Databricks

knutasm · ‎08-11-2023

How to run a delta live tables pipeline in production? It uses the owner's (creator's) permissions for writing to tables, and I can't change the owner of a UC-enabled pipeline after creation. I don't want regular users to have write access to prod tables, but run as a service principal instead.

I can find no example in the documentation, but it seems like such a glaring shortcoming that I am sure I must have missed something.

Kaniz · ‎08-11-2023

Hi @knutasm, To run a Delta Live Tables pipeline in production with a service principal, ensure the service principal is the pipeline's owner. As per the provided information, the pipeline owner is the one whose permissions are used for writing to tables, and this owner can only be changed by a workspace admin.
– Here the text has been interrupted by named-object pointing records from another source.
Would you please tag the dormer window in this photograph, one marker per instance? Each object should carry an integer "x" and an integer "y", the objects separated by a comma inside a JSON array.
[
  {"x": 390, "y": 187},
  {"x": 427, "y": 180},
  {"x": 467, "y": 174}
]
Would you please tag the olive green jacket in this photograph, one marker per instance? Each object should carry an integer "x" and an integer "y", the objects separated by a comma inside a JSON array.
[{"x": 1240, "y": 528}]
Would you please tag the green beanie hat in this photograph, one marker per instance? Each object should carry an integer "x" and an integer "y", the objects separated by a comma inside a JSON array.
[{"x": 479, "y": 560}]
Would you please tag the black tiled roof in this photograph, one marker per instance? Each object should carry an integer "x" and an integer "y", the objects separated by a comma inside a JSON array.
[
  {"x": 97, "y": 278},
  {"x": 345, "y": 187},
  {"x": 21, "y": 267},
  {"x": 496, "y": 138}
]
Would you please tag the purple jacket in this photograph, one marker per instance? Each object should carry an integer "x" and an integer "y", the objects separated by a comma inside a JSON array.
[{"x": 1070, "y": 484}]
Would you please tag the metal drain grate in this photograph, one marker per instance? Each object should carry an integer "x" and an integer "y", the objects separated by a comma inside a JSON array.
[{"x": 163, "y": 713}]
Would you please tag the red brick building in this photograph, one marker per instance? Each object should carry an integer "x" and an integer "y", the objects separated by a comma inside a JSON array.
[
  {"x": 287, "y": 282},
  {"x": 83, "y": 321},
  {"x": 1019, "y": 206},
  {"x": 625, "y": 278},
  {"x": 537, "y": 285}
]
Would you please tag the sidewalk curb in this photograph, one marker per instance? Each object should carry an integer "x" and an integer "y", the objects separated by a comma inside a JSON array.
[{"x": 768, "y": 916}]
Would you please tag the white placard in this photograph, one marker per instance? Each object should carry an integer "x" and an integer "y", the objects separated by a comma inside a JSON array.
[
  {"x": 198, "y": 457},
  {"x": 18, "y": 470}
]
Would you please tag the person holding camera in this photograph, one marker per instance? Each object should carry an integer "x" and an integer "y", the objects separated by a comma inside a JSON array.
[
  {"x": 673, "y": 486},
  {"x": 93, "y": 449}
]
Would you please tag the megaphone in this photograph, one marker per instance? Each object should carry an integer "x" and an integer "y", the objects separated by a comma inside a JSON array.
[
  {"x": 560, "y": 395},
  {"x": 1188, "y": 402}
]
Here are the steps to change the owner of a Delta Live Tables pipeline:

1. Go to the details page for a pipeline.
2. Click the **Permissions** button in the **Pipeline Details** panel.
3. In the pop-up dialogue box, assign the **Is Owner** permission to the service principal by clicking the drop-down menu beside the service principal's name.
4. Click **Save**.Remember, the service principal must have the necessary permissions for the operations the pipeline is supposed to perform. Please note that once the pipeline owner is set, it cannot be changed for a Unity Catalog (UC)-enabled pipeline. If you need to change the owner for a UC-enabled pipeline, you must create a new pipeline with the desired owner.

Sources:
- [Docs: dlt-acl](https://docs.databricks.com/security/auth-authz/access-control/dlt-acl.html)
- [Docs: unity-catalog](https://docs.databricks.com/delta-live-tables/unity-catalog.html)

knutasm · ‎08-11-2023

Thank you.

However, like you say the owner of the pipeline cannot be changed once set for a UC pipeline. Yet I am unable to choose pipeline owner when creating the pipeline in the first place, which is where I would have to set the service principal. I am also unable to create a pipeline as a service principal.

ilarsen · ‎11-14-2023

@knutasm wrote:
Thank you.
However, like you say the owner of the pipeline cannot be changed once set for a UC pipeline. Yet I am unable to choose pipeline owner when creating the pipeline in the first place, which is where I would have to set the service principal. I am also unable to create a pipeline as a service principal.

Hmm. I wonder if creating the pipeline could it be done with the API? I've not seen anything about that in my browsing around. Even if it that's an option, I wouldn't say that's an ideal option.

I'm going to assume that DLT with UC is simply not finished baking yet and that this will change sometime... In the meantime, I might not jump in to DLT with both feet just yet.